NH : Le concert live se présente de manière tout à
fait différente de la conception des albums. D'abord, nous jouons les
morceaux qui sont les mieux adaptés à la scène, des chansons
plus puissantes et plus physiques qui nous permettent d'utiliser les percussions
et les tambours dont le visuel constitue notre "marque de fabrique".
Pour nous, l'attrait principal est de proposer un mélange unique
de technologie et de musique orchestrale qui n’est pas chose commune.
Pourquoi, à la Loco à Paris, partagez-vous souvent la scène
avec un autre groupe ?
KH : Ce n'est pas toujours le cas. Beaucoup de nos tournées
comportait uniquement ITN . Mais quand on joue dans des festivals ou dans des
salles, les organisateurs choisissent un groupe pour la première partie
que l'on espère être en adéquation avec le style de ITN.
Les deux dernières fois à la Loco nous étions seuls mais
cette fois il y a une première partie qui donnera, nous l'espérons,
un aspect plus varié et intéressant à la soirée.
Comment ressentez vous les réactions du public ? Aimez-vous jouer
en live ? Les réactions du public sont-elles essentielles ?
KH : Oui, rien ne vaut la sensation de jouer devant un public qui apprécie
et prend du plaisir à nous écouter. Ce retour instantané
de l'émotion du public contraste totalement avec les heures passées
en studio. Les deux activités nous procurent des satisfactions, bien
sûr différentes, mais jouer en live réaffirme notre passion
de faire de la musique, comme à nos débuts, il y a 20 ans !

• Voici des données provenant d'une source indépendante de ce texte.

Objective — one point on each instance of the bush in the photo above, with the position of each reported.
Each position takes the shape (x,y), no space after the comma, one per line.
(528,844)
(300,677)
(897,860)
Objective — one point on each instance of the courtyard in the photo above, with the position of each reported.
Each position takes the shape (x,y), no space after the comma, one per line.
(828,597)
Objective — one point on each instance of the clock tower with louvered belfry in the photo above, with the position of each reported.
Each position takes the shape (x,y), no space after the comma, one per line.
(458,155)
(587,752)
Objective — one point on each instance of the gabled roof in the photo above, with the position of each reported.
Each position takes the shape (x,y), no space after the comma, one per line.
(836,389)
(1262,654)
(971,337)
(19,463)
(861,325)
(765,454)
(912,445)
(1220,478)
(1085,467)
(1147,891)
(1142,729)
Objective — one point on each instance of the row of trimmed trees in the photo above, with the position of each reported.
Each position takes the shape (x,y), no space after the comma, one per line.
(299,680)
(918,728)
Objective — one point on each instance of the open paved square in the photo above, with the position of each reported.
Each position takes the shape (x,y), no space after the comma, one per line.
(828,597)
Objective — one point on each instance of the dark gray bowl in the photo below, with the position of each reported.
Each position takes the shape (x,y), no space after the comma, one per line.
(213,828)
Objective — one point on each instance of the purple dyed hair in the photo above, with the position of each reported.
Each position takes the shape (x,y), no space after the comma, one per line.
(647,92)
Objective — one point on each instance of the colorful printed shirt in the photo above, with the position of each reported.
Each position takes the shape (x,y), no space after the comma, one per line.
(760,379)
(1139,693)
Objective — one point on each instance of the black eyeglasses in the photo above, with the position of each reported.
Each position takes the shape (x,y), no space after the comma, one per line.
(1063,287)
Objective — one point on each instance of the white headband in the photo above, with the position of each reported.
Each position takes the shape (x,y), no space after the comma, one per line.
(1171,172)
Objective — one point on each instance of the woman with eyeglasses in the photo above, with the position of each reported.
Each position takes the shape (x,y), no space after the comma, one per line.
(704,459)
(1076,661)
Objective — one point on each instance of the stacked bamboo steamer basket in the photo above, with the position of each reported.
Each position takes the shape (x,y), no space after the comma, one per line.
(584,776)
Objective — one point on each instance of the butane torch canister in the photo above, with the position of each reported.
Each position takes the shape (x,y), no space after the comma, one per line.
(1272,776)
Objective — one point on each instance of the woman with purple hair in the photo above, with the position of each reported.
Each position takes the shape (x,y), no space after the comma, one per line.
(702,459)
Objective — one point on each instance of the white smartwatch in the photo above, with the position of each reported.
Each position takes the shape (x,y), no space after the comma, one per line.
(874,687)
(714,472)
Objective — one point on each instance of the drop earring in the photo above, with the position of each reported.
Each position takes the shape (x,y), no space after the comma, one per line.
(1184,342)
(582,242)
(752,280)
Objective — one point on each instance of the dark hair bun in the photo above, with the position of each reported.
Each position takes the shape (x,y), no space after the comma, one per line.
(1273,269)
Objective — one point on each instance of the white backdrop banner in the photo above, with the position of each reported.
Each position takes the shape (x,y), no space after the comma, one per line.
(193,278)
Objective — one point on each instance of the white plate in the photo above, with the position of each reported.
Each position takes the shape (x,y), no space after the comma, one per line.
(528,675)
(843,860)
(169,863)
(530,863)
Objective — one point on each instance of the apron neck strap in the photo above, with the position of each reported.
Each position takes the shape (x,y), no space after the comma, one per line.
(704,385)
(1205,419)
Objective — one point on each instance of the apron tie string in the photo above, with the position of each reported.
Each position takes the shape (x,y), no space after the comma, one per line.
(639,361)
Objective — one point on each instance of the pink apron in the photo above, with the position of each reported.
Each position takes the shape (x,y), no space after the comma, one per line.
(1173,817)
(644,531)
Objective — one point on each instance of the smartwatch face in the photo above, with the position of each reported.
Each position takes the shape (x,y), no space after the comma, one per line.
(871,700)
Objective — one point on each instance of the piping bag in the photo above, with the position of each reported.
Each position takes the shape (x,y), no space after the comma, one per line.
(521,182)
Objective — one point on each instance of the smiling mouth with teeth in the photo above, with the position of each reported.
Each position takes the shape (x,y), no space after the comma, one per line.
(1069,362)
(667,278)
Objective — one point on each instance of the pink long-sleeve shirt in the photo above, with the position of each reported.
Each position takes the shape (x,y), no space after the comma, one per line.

Comment élaborez vous la playlist?
NH : Au fil du temps, nous avons essayé beaucoup de chansons
et certaines se sont dégagées naturellement comme étant
celles qui marchent le mieux, autant pour le public que pour nous. Il y a des
incontournables comme "Compulsion" ou "Bombed" que tout
le monde veut entendre mais nous aimons aussi jouer des nouvelles chansons.
Peut on dire que l’album compilation "Composite" est une
bonne introduction à la musique de ITN ?
KH : Composite contient une large sélection des morceaux vraiment
représentatifs de ITN tout comme "Scatter" ou "Exhibit".
Pour les néophytes, je recommanderais une de ces trois compilations.
Pourquoi avoir créé votre propre label et vos studios ? Avez-vous
des collaborateurs et si non, comment trouvez vous le temps de tout faire ?
NH : A la suite de la fermeture de Sweatbox Records nous avions commencé
à ressortir nos premiers disques, donc quand Roadrunner et Thirdmind
on décidé de se séparer de nous, nous étions déjà
prêts pour monter notre propre label, ce que nous avons immédiatement
fait.
L’intérêt essentiel réside dans la totale
liberté de création et nous gardons le contrôle artistique
de ce que nous faisons. Bien évidemment, cela constitue une énorme
charge de travail qui pourrait avoir des répercussions sur la créativité
mais nous avons toujours été très impliqués dans
tout ce qui est connexe à notre musique aussi est-ce une partie intégrante
du processus de création de notre musique.
Pensez vous étendre champ d’action de ITN Corporation à
la production d’autres groupes ?
KH : Pas pour le moment, car nous estimons que les nombreux projets
de ITN monopolisent suffisamment le label. Cela peut évoluer dans le
futur.
Quel genre de collaboration avez vous avec Dolores la chanteuse et le percussionniste
Q ?
KH : Nous avons connu Dolorès à l'époque de l’enregistrement
de l’album Trinity. Elle arrivait d'Edimbourgh et nous voulions des paroles
en français sur "Elegy", on lui a donc demander de passer au
studio et cela a marqué le début de notre collaboration... Quant
à Q j'ai fait mes études d'art avec lui et nous l'avons recruté
quelques mois avant Dolorès.
Pourquoi appréciez vous tant les films muets expressionnistes allemands
?
NH : Parce que ils ont un impact visuel très singulier. Des
films comme "Le cabinet du docteur Caligari" vous restent jusqu'à
la fin de vos jours. Cela devient une partie intégrante de votre mémoire
qui influence indéniablement la façon dont on appréhende
l'art.
Avez vous d'autres projets de bande son de films ? Sur quel films voudriez-vous
travailler ? Est ce que des metteurs en scène vous ont sollicités
?
NH : Le prochain disque de la série des bandes sons de films,
sur laquelle nous commençons d'ailleurs à travailler, sera celle
d'un film japonais d'avant garde de 1927 "A page of Madness". C'est
un film vraiment impressionnant sur lequel nous travaillons avec beaucoup d'enthousiasme.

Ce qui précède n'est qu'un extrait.